李嬷嬷反倒顿了顿,“这么多年咱们都熬下来了,何不等瓜熟蒂落,万无一失?”
太后嗤声,“军中武将最重声名,飞鹰军现下知晓,一切尚有挽回的余地,他们便是拼死也要护住荣国公府的声名。一旦事情败露,传开来去,则无可挽回,届时,人心难测,怕是有人会打退堂鼓。”
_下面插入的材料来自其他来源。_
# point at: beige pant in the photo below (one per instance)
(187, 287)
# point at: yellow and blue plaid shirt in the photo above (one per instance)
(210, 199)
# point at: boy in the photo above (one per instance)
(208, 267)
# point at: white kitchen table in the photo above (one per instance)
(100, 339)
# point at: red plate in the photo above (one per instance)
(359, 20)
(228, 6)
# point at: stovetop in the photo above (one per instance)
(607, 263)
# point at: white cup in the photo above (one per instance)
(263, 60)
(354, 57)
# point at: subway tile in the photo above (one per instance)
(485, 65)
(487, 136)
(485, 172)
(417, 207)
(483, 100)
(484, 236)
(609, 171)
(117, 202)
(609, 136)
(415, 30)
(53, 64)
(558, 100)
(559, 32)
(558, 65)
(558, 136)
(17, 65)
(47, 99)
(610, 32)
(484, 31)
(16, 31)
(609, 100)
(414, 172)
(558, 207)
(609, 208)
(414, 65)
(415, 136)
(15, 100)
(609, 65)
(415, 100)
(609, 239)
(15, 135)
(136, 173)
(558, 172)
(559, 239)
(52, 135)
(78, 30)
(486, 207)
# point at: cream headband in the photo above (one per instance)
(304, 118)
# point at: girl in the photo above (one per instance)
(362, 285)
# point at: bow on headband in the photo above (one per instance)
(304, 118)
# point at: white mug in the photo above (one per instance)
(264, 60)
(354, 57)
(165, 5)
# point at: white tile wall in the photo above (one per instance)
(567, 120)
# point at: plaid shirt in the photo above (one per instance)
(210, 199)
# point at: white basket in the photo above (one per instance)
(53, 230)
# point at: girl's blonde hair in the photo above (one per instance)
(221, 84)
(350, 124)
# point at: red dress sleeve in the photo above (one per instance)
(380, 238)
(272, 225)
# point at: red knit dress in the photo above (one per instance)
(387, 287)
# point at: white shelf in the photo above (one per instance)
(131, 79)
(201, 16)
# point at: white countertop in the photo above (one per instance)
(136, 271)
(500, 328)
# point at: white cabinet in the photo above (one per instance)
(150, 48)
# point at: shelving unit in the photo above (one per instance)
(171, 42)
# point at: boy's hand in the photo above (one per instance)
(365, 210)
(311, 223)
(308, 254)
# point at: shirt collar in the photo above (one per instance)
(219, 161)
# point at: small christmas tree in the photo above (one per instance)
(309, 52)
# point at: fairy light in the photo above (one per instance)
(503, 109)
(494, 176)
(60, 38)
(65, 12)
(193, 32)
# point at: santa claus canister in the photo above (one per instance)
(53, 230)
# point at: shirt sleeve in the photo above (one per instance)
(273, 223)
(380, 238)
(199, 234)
李嬷嬷连连点头,“论揣摩人心,您若是认第二,则天下无首。”
与此同时,雪庐之中,无一接过陛下过目的信签,随手扔到火盆里。
“刘氏那毒妇真是长了一百个心眼子,”无一鄙夷,“竟想到利用人家小姑娘来下套试探,缺德不缺德?亏得夫人警觉,将计就计,这回她算是深信不疑了。消息送出去,不出几个月,西北那边一定会有动静。”
皇帝正在亲手打磨着箭矢,并未搭言。
无一喋喋不休,“您说,瑞老王爷那样仁心仁义,怎么生出个眼瞎心盲的儿子来?且不说投靠刘氏与康王本就目光短浅,单是将兄长唯一的遗孤送出去讨好太后,就不是人能干出来的事。”
成景泽闻言,手中动作停了停,“老王爷年轻时也曾征战四方,大约是无暇管教子弟。”
“切,”无一不屑,“咱们哪一个不是天生,阿姊养的,亦无父母教养管束,谁还黑了心肝不成?还有,远的不说,就咱这儿院里,小世子亦幼年丧母,父兄常年在外,听福安讲,莫说平日,便是多少个年节也都是他二人在府中相依为命地过。两个孩子不是皆未长歪,又乖顺又懂事。”
陛下放下羽箭,眉梢微动。便是太乖顺太懂事了些,自己的终身大事也不见主动上心。也怪他思虑不周,令刘氏钻了空子,整出这么一档子岔头来。以向瑾那样谨慎隐忍的性子,定是束手束脚,避免再生事端,彻底歇了心思。
“之前的生辰礼送过去了吗?”陛下问。